The law prohibits the possession, acquisition and transfer of a variety of firearms, including semiautomatic rifles that can accept large-capacity magazines. Photo: Contributed/Andrew Campbell


SPRINGFIELD, IL (Capital News Illinois) — Two national gun rights organizations are asking the U.S. Supreme Court to strike down Cook County’s ban on assault-style weapons in hopes that such a decision would overturn similar bans nationally, including the statewide ban Illinois lawmakers enacted in 2023.

The Firearms Policy Coalition and the Second Amendment Foundation filed a petition with the court Wednesday, asking it to reverse the 7th Circuit Court of Appeals. In June, the 7th Circuit said plaintiffs in the case had shown no reason for the court to reverse its own precedents that have upheld assault weapons bans, including a 2019 decision upholding the Cook County law.

The petition was filed on the same day two children were killed and 17 other individuals were injured in a mass shooting at a Catholic church in Minneapolis. As of Thursday, authorities had not yet publicly identified the specific weapons used in that shooting, only to say one of them was a rifle.

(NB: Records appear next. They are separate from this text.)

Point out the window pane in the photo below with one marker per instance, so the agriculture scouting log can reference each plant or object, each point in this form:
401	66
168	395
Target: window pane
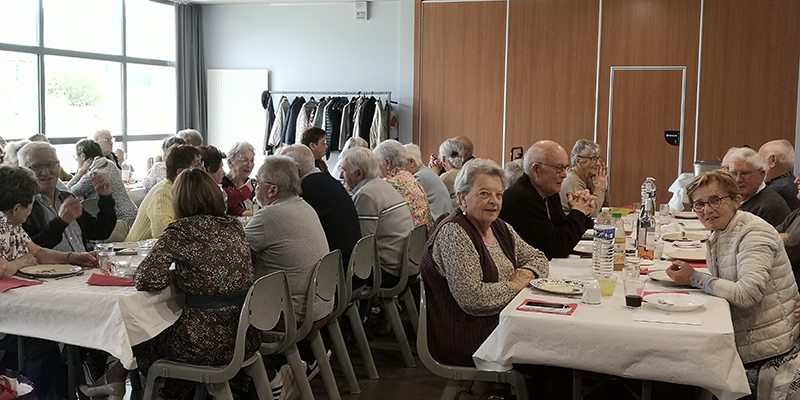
151	99
82	96
84	25
19	104
18	22
151	29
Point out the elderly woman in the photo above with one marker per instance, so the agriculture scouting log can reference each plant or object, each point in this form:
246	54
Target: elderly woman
158	172
473	266
392	157
213	267
90	158
588	172
44	366
451	158
57	220
212	162
237	183
750	269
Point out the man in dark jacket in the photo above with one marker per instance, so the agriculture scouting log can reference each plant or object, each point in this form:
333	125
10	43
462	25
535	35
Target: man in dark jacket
532	206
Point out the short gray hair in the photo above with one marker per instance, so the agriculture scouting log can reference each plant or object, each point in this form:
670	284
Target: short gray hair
302	155
237	150
282	172
413	153
582	148
749	156
191	137
12	151
359	158
393	151
478	166
35	147
453	151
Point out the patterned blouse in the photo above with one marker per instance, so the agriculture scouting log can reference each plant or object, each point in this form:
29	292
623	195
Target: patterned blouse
415	196
13	240
211	257
457	260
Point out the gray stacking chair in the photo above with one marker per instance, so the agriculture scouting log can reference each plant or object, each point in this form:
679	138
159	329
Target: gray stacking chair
387	296
262	308
460	378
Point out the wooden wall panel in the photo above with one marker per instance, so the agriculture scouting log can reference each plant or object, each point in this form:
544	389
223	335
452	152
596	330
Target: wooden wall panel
648	33
462	75
552	67
748	87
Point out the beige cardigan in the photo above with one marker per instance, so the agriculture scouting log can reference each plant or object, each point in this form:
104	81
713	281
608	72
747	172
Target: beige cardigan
757	280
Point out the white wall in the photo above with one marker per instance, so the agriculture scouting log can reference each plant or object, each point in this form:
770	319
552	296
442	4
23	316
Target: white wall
318	47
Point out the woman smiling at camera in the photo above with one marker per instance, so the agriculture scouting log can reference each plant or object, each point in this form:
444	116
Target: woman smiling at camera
750	269
473	266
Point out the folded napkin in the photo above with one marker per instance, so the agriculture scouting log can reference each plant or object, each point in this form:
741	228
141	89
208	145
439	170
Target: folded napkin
660	318
13	283
108	280
694	244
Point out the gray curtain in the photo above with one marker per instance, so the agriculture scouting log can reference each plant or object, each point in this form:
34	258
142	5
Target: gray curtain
191	69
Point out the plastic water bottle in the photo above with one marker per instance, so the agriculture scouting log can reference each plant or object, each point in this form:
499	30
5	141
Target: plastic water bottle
603	246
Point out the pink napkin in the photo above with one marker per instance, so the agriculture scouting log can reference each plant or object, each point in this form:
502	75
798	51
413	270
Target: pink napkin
12	283
108	280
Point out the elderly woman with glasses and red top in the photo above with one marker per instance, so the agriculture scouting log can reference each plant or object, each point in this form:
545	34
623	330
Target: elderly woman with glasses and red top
749	268
588	172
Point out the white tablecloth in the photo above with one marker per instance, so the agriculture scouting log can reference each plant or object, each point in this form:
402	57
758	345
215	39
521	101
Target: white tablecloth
100	317
606	339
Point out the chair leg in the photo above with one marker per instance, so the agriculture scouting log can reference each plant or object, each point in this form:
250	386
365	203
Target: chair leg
344	358
399	332
260	380
324	365
411	307
299	372
361	339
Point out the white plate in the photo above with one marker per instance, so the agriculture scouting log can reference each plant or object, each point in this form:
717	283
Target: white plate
584	246
675	301
686	215
689	236
687	255
560	286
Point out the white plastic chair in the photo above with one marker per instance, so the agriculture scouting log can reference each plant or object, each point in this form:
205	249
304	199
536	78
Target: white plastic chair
460	378
262	308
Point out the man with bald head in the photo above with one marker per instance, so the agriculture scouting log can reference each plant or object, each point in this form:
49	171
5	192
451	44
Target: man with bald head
778	156
330	200
532	204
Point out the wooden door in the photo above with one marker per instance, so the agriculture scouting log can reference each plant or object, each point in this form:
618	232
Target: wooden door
645	104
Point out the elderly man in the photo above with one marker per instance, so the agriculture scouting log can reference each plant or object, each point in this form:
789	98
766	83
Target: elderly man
757	198
57	220
382	211
156	212
330	200
286	235
532	205
435	189
778	156
106	141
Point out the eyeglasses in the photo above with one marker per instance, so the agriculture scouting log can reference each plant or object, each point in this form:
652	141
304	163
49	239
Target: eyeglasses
41	167
593	159
558	168
713	201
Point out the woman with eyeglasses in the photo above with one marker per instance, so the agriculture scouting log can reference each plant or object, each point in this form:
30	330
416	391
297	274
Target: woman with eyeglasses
588	172
750	269
237	183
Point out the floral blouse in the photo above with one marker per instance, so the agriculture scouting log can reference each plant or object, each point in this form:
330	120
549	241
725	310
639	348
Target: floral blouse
412	191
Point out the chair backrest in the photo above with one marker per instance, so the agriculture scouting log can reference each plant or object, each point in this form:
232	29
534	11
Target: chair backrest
324	284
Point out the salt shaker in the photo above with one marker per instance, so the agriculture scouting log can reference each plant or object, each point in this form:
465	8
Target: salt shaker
591	292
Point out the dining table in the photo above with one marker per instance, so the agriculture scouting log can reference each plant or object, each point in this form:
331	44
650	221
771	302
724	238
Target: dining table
694	348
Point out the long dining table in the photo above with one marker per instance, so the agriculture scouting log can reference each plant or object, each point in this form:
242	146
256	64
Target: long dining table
694	348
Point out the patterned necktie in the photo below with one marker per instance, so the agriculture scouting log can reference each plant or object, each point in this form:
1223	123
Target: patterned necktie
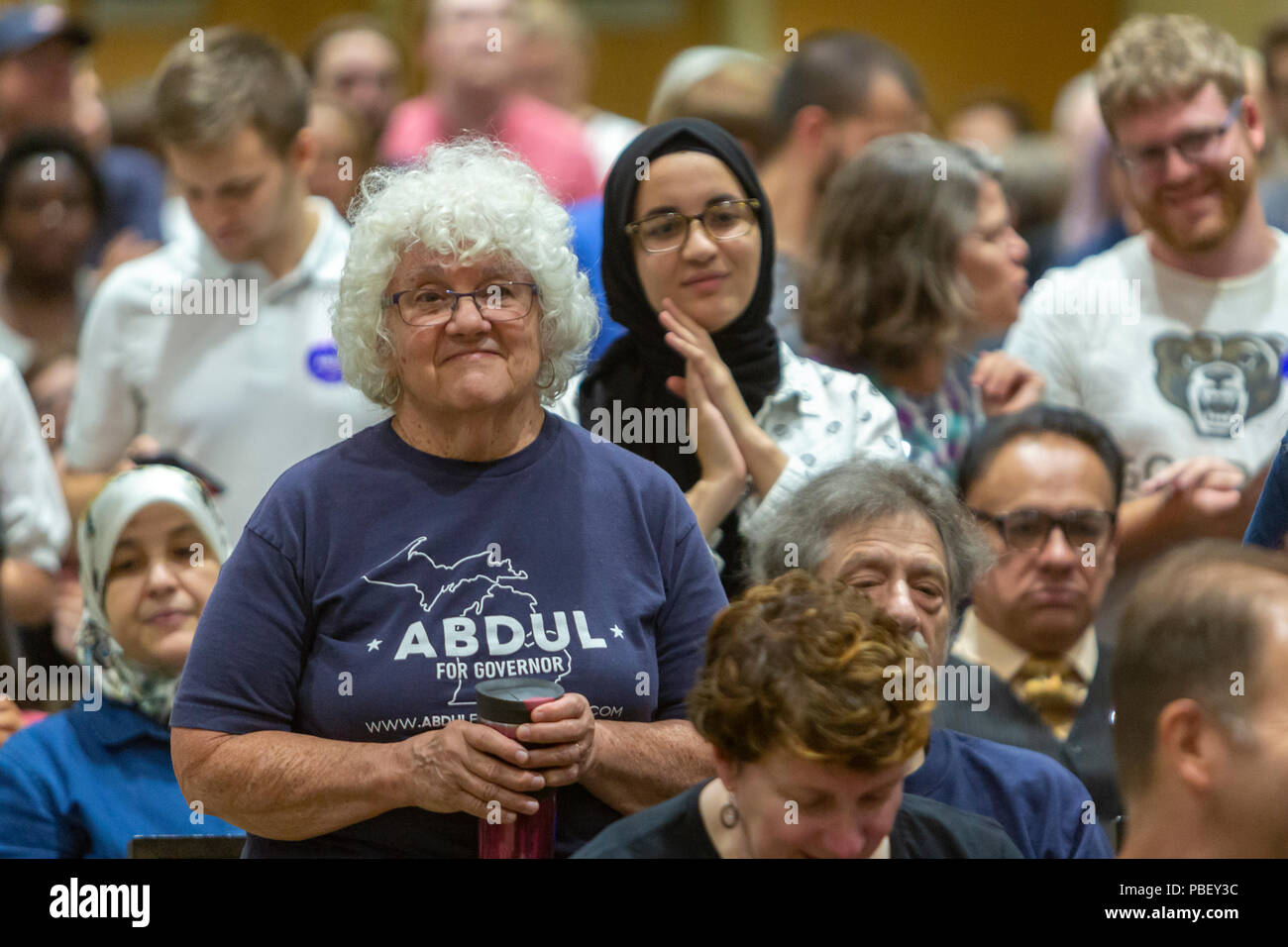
1054	689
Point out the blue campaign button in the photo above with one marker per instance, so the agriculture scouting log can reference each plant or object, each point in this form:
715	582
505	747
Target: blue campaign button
325	363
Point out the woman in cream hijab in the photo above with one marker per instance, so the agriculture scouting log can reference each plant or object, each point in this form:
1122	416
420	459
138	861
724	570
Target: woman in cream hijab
85	781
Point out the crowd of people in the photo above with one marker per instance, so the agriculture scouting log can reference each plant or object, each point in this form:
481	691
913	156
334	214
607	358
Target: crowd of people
871	491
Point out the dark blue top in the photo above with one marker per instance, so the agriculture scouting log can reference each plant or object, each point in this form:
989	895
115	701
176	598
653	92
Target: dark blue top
376	583
588	243
922	828
82	783
1269	522
1038	802
134	187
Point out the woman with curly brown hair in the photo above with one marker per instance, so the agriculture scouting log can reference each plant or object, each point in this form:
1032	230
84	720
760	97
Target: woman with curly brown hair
914	264
803	702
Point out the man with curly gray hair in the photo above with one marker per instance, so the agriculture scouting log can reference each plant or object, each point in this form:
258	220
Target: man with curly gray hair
898	534
463	540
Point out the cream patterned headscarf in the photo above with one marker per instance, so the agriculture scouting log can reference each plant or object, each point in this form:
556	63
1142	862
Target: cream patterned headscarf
125	681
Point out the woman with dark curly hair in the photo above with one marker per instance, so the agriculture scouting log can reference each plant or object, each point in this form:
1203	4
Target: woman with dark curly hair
810	746
914	264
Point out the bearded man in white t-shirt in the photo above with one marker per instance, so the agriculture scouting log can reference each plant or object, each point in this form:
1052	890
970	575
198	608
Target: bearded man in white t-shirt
217	348
1175	339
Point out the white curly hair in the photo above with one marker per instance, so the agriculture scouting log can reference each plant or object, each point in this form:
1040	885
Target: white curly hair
469	200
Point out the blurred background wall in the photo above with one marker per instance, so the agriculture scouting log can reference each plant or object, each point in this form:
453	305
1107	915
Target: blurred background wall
1025	48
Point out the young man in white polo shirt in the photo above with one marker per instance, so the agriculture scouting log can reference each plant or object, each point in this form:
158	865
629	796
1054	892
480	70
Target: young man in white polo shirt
1175	339
218	347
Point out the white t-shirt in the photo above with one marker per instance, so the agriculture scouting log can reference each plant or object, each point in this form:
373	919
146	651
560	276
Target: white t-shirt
33	513
1175	365
243	379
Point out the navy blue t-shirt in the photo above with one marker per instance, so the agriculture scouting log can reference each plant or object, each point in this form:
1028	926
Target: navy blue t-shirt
376	583
1041	804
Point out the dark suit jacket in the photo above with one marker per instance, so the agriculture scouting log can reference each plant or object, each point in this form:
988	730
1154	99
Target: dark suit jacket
1089	753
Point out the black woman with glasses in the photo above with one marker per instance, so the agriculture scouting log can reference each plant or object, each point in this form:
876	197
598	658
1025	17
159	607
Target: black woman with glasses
1044	484
688	269
333	698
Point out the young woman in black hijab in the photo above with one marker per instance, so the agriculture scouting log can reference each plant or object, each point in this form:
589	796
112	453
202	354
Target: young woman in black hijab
688	269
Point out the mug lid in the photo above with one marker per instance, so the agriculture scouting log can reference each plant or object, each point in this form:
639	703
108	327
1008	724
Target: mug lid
510	699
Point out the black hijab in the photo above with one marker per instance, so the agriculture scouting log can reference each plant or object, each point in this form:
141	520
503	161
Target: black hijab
635	368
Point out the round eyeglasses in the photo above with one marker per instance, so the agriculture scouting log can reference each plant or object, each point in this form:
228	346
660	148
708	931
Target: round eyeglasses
433	305
662	234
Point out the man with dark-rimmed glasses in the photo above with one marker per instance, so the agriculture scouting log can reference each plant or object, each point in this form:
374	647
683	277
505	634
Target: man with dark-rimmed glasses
1175	339
1044	484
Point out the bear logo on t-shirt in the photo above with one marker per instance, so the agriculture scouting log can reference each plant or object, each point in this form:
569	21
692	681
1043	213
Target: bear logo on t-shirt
1220	380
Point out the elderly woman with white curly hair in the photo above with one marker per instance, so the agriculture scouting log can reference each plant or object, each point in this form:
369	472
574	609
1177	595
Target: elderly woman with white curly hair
329	703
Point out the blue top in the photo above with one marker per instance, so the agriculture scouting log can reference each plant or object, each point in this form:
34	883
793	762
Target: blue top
1269	522
376	583
134	187
82	783
588	243
1038	801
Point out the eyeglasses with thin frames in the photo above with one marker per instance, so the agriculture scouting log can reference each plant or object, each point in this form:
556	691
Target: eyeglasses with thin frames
1196	147
434	305
661	234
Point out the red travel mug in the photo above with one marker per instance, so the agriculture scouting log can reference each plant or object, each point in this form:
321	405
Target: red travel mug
505	705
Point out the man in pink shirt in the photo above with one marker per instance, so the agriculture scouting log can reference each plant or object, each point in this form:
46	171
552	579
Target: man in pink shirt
471	47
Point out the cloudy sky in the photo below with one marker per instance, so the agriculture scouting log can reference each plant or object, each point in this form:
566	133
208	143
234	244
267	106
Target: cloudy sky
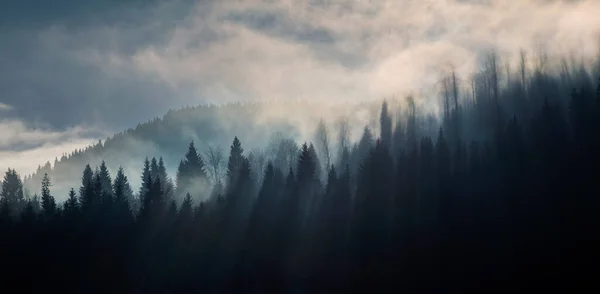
72	71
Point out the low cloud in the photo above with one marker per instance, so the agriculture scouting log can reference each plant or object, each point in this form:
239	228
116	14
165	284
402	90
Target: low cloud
130	63
25	147
5	107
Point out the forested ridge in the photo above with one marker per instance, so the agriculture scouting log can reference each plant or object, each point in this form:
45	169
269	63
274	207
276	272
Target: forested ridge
503	192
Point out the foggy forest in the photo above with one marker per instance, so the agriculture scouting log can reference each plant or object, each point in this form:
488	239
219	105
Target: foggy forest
501	188
305	161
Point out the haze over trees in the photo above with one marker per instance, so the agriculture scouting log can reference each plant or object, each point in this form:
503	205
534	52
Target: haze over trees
500	189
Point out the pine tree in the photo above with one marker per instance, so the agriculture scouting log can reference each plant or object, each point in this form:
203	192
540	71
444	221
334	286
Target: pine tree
86	191
385	123
165	180
48	202
235	161
186	211
191	176
71	208
146	180
154	173
11	193
123	195
105	180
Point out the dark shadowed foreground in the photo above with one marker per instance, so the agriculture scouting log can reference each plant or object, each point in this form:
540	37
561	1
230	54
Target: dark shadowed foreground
516	208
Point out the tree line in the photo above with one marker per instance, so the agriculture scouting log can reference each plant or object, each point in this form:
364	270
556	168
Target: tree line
401	209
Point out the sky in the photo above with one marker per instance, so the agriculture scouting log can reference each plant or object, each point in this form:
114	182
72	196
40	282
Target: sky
74	71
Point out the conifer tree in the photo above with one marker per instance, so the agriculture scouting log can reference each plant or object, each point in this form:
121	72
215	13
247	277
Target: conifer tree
71	206
48	202
234	162
86	191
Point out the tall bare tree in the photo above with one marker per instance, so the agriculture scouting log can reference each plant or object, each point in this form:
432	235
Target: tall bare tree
323	145
215	159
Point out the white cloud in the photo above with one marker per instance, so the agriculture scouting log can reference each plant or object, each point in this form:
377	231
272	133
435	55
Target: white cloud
5	107
24	147
402	45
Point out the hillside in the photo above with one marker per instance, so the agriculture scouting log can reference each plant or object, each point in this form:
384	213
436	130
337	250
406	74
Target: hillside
207	125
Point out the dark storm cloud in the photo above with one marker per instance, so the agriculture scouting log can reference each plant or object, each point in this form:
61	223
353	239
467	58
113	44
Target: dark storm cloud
49	50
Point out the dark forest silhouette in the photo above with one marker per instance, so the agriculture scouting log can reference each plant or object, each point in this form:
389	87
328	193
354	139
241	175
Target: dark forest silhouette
515	201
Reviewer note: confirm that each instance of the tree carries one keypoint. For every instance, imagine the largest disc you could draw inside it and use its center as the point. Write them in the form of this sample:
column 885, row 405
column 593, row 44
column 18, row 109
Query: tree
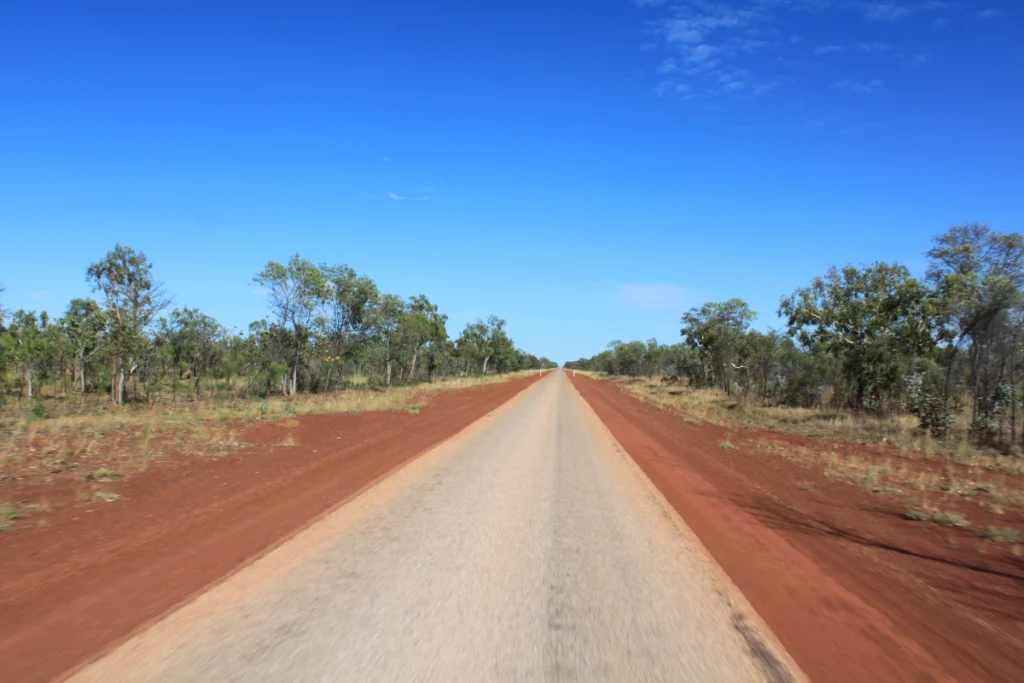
column 194, row 338
column 978, row 274
column 295, row 292
column 875, row 319
column 84, row 324
column 348, row 325
column 714, row 330
column 386, row 318
column 24, row 340
column 133, row 300
column 422, row 325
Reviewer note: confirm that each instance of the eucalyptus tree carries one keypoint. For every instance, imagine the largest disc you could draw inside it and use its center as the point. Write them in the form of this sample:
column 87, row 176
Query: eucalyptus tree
column 195, row 338
column 296, row 292
column 133, row 300
column 422, row 325
column 715, row 330
column 84, row 323
column 24, row 342
column 386, row 315
column 876, row 321
column 978, row 274
column 348, row 318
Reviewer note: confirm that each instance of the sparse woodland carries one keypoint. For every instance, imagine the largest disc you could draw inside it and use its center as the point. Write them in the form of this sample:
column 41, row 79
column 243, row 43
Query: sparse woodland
column 870, row 340
column 328, row 328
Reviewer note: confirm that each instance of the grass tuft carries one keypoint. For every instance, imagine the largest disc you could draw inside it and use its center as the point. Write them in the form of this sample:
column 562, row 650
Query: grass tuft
column 1000, row 534
column 936, row 516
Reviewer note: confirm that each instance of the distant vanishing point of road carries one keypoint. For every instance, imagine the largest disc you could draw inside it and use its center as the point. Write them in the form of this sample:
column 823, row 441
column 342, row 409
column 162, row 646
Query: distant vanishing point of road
column 528, row 548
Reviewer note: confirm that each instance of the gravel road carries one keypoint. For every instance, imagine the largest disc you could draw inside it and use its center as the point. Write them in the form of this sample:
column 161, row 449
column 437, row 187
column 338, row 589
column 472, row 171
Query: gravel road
column 528, row 548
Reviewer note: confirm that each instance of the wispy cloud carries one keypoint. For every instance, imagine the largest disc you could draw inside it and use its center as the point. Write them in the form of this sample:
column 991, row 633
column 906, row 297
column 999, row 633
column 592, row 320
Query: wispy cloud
column 404, row 198
column 885, row 11
column 875, row 48
column 662, row 297
column 721, row 47
column 859, row 87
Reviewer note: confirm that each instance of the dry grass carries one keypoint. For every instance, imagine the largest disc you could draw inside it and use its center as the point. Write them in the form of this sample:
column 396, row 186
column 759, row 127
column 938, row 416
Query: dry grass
column 123, row 440
column 936, row 516
column 900, row 433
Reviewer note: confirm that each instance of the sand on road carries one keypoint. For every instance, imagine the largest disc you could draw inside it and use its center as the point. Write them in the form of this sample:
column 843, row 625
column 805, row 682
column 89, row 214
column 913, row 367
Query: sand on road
column 529, row 548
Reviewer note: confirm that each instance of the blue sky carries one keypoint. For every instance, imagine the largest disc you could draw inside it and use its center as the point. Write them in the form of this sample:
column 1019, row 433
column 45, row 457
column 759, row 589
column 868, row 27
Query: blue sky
column 585, row 169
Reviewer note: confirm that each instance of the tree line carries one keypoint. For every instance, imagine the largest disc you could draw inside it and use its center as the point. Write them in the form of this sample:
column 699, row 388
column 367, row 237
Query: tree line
column 327, row 327
column 872, row 339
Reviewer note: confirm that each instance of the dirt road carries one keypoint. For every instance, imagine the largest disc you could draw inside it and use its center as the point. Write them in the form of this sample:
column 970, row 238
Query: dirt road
column 529, row 548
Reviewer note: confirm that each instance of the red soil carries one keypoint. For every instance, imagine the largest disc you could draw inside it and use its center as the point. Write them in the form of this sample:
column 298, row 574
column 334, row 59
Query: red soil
column 854, row 591
column 96, row 572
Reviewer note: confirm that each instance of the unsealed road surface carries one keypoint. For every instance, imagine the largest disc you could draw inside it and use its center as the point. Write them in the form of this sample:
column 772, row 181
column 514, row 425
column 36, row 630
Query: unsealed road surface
column 528, row 548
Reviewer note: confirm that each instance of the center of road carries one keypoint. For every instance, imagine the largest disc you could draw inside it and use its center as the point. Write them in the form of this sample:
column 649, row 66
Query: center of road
column 528, row 548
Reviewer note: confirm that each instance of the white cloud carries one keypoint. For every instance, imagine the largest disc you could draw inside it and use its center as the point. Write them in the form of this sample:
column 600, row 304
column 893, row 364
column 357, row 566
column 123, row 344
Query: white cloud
column 701, row 52
column 860, row 87
column 668, row 67
column 885, row 11
column 402, row 198
column 663, row 297
column 875, row 48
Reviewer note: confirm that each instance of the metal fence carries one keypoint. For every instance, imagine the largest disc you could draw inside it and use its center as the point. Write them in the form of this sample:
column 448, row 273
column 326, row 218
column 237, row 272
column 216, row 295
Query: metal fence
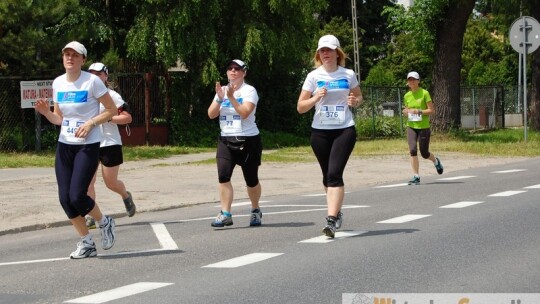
column 148, row 96
column 481, row 107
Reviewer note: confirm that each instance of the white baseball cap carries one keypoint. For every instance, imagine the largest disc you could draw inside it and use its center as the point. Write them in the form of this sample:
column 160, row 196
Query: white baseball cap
column 329, row 41
column 76, row 46
column 98, row 67
column 238, row 62
column 413, row 75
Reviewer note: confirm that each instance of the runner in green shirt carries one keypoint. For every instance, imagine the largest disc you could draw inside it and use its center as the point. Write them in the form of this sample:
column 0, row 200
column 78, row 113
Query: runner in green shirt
column 417, row 108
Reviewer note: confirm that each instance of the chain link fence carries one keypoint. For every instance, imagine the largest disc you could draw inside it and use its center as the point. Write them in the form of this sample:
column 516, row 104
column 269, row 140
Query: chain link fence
column 378, row 117
column 481, row 107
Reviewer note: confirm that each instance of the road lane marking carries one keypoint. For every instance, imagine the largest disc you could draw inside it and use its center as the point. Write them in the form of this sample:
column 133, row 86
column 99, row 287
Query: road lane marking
column 319, row 194
column 339, row 235
column 393, row 185
column 323, row 208
column 404, row 219
column 507, row 193
column 243, row 260
column 166, row 242
column 457, row 177
column 509, row 171
column 461, row 204
column 163, row 236
column 118, row 293
column 242, row 204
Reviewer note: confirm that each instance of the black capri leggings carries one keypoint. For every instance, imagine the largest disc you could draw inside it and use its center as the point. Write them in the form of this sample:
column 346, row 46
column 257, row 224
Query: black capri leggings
column 75, row 166
column 332, row 149
column 249, row 159
column 420, row 136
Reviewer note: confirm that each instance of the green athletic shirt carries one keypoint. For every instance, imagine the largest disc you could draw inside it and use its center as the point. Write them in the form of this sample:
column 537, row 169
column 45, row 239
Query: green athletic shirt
column 418, row 100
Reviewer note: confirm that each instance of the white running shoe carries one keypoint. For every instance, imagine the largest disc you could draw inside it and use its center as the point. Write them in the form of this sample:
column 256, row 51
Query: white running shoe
column 84, row 250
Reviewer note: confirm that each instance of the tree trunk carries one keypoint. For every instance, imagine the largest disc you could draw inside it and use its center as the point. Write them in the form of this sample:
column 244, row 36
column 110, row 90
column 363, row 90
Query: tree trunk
column 447, row 65
column 534, row 106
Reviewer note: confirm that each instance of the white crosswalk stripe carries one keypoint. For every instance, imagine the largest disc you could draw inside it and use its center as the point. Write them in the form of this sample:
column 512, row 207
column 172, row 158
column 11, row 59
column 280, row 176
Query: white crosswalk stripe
column 404, row 219
column 461, row 204
column 118, row 293
column 339, row 235
column 243, row 260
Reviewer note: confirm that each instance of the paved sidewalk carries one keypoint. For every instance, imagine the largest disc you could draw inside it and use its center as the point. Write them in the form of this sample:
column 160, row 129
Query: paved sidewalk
column 29, row 196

It also came as the 7th Circuit is still weighing arguments in a challenge to Illinois’ statewide assault weapons ban, known as the Protect Illinois Communities Act. Illinois Attorney General Kwame Raoul’s office filed its final brief in that appeal Aug. 14. The court has not yet set a date for oral arguments.

“The AR-15 is the most popular rifle in America, owned by millions of peaceable people for lawful purposes every day,” Coalition President Brandon Combs said in a statement. “The Bill of Rights is not a suggestion, and the Second Amendment is not a second-class right.”

Cook County’s Ban

Cook County first adopted a local assault weapons ban in 1993, and it has been updated at least twice since then. It is now officially known as the Blair Holt Assault Weapons Ban, named after a Chicago teen who was killed in a 2007 shooting while protecting a high school classmate.

The law prohibits the possession, acquisition and transfer of a variety of firearms, including semiautomatic rifles that can accept large-capacity magazines. It specifically names 125 prohibited rifles, including the AR-15.

In 2018, a federal judge in Chicago upheld the law, citing a 7th Circuit decision from three years earlier upholding a nearly identical city ordinance in Highland Park. The case was appealed and in 2019, and the 7th Circuit reaffirmed its position that “bans on assault weapons and large-capacity magazines do not contravene the Second Amendment.”

The U.S. Supreme Court declined to hear an appeal of that decision.

The current challenge was filed in 2021, when the two gun rights organizations went back to court seeking to have both the Highland Park and Cook County decisions reversed. The plaintiffs include two Cook County residents, Cutberto Viramontes and Christopher Khaya.

Recent decisions

While that case was proceeding through court, the U.S. Supreme Court handed down a landmark gun rights decision in 2022, New York State Rifle and Pistol Assoc. v. Bruen. That ruling held that to pass constitutional muster, gun control laws must be “consistent with the Nation’s historical tradition of firearm regulation.”

Also while the case was pending, the Illinois General Assembly passed a statewide assault weapons ban, officially known as the Protect Illinois Communities Act.

In November 2023, the 7th Circuit issued a ruling in a consolidated appeal involving the statewide ban as well as local bans in Chicago, Naperville and Cook County. In that ruling, the court refused to issue preliminary injunctions to block enforcement of any of those laws, saying its original ruling upholding the Highland Park ordinance still stood.

As a result, in March 2024, U.S. District Judge Rebecca Pallmeyer granted Cook County’s motion to dismiss the lawsuit.

The plaintiffs appealed that ruling to the 7th Circuit, hoping for a reversal of the appellate court’s earlier decisions. But in a simple three-page opinion June 2, a three-judge panel said the plaintiffs had provided no compelling reason for the court to reconsider its earlier decisions.

Now, the plaintiffs are asking the U.S. Supreme Court to reverse the 7th Circuit. But in recent months, the nation’s high court has been reluctant to take up the question of assault weapon bans.

In July 2024, the court declined to hear an appeal of the 7th Circuit’s decision not to issue preliminary injunctions on the state and local assault weapons bans. And in June, the court also declined to hear appeals involving Maryland’s assault weapons ban as well as Rhode Island’s ban on large-capacity magazines.

In denying to hear the Maryland and Rhode Island appeals, however, Justice Brett Kavanaugh wrote in a statement that he felt the issue of assault weapons was not yet ripe for review, but that the court probably would address it “in the next Term or two.” He also specifically cited the Cook County case as one of several that the court might decide to review.